I've seen a ton of people finish im/peds residency and go on to derm. any derm program is a good program btw.
Finishing an entire residency and then re-applying for derm is a far cry from applying as a PGY-1 medicine resident for a derm spot.
 
I've seen a ton of people finish im/peds residency and go on to derm. any derm program is a good program btw.

As prowler suggested, you kind of missed the point. The OP was contemplating transferring to derm after starting a different residency, not completing residency and applying to derm as a second residency de novo. There will be some movement among competitive fields ( ie the person who starts out in ortho but decides to go for something more lifestyle frindly after a year or two). But coming from IM to derm after a year or two is a different story. It happens, but most good derm programs aren't going to have a "ton" of openings, and aren't going to want to be known as a place that routinely let's less competitive people backdoor their way into the program.
 
Just look at it this way: why would they take you? If there's an excellent reason (impressive research, a 275 on Step 1), then they might take you. If not, why wouldn't they just match someone new?

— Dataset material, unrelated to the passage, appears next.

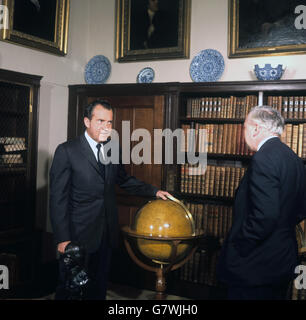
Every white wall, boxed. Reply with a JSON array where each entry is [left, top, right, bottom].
[[0, 0, 89, 230], [88, 0, 306, 83]]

You might have a year or two of experience, but unless they have an opening for a PGY-2 spot, then they're looking for people to start at the beginning and are willing to train them as such.
 
Just look at it this way: why would they take you? If there's an excellent reason (impressive research, a 275 on Step 1), then they might take you. If not, why wouldn't they just match someone new?

You might have a year or two of experience, but unless they have an opening for a PGY-2 spot, then they're looking for people to start at the beginning and are willing to train them as such.

bear in mind that derm is an advanced path, so it really starts at PGY2.
 
does anyone know anything about transferring in the final year of training to a different institution and remain in the specialty?
 
does anyone know anything about transferring in the final year of training to a different institution and remain in the specialty?

Depends on the specialty but overall it is borderline impossible. This is primarily because your last year of pretty much any residency program is largely supervisory. No PD, who doesn't really know you, is going to let you wander in and supervise the interns/juniors. I know that the ABFM requires that you spend the last 2 years of your training in the same program. I don't know if other specialties have similar requirements (IM doesn't) but it's a virtual requirement.
 
Depends on the specialty but overall it is borderline impossible. This is primarily because your last year of pretty much any residency program is largely supervisory. No PD, who doesn't really know you, is going to let you wander in and supervise the interns/juniors. I know that the ABFM requires that you spend the last 2 years of your training in the same program. I don't know if other specialties have similar requirements (IM doesn't) but it's a virtual requirement.
Surgery also requires you spend your last two years at the same program in order to be board certified. I suspect most surgical subspecialties have a similar requirement, but do not know this for a fact.
 
does anyone know anything about transferring in the final year of training to a different institution and remain in the specialty?

don't know about final year. do know somewho who transfered in as a pgy-3 to an AP/CP pathology residency (a four year residency). seems to have worked out fine for the resident and the program.
 
There was someone from my med school who went from a prelim surgical position to a research year and then into derm at the same institution. And this wasn't a "crappy program" it was a very famous and well known place. But I'm assuming the person had a productive research year and did a ton of networking/sucking up as well. I'm sure the person had decent scores and grades, but I don't think was top of our class. But I agree this (switch from peds or IM to derm) is tough to do.
 
You'd need to see first if there is even an opening at the institution for a PGY-2 (first year) spot in dermatology.